Of "Plan B," which included several of the poems in "Maggot,"
Robert McCrum recently said in the London "Observer "that "Paul
Muldoon, who has done so much to reimagine the poet's task, has
surpassed himself with his latest collection." In his eleventh
full-length book, Muldoon reminds us that he is a traditional poet
who is steadfastly at odds with tradition. If the poetic sequence
is the main mode of "Maggot," it certainly isn't your father's
poetic sequence. Taking as a starting point W. B. Yeats's remark
that the only fit topics for a serious mood are "sex and the dead,"

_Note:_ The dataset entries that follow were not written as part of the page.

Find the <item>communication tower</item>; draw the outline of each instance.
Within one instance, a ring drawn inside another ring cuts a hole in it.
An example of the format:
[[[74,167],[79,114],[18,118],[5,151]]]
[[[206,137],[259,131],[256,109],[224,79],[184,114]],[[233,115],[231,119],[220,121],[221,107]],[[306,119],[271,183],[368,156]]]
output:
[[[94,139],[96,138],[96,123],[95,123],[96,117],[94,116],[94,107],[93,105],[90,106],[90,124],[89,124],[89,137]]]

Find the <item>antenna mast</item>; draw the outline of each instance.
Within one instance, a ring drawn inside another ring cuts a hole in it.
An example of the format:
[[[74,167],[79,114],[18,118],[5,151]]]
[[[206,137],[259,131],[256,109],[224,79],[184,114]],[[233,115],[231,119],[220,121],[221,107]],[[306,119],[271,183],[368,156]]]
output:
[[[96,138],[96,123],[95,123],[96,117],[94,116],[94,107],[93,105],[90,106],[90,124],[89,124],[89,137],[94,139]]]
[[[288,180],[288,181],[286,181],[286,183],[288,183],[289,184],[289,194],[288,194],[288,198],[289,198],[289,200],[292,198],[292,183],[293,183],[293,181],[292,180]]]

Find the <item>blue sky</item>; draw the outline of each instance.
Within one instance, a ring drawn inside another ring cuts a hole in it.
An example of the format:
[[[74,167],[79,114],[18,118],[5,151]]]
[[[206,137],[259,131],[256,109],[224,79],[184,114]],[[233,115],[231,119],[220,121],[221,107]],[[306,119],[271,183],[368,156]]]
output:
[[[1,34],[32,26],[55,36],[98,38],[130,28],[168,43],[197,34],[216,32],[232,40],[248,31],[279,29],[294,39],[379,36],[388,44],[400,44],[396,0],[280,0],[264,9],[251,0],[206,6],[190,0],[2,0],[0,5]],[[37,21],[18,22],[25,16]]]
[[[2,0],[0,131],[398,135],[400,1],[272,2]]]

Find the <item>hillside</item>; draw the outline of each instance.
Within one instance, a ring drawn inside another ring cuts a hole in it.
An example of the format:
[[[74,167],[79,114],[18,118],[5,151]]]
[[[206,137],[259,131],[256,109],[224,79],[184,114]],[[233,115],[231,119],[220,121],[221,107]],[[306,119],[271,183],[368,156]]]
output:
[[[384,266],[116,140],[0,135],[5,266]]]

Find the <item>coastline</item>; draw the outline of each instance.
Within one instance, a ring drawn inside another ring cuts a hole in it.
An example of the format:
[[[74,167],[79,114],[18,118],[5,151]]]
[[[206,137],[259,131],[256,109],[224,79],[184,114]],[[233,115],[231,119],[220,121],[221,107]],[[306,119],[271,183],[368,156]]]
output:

Muldoon finds unexpected ways of thinking and feeling about what it
means to come to terms with the early twenty-first century. It's no
accident that the centerpiece of "Maggot "is an outlandish
meditation on a failed poem that draws on the vocabulary of
entomological forensics. The last series of linked lyrics,
meanwhile, takes as its subject the urge to memorialize the scenes
of fatal automobile accidents. The extravagant linkage of rot and
the erotic is at the heart of not only the title sequence but also
many of the round songs that characterize "Maggot," and has led
Angela Leighton, writing in "The Times Literary Supplement," to see
these new poems as giving readers "a thrilling, wild, fairground
ride, with few let-ups for the squeamish."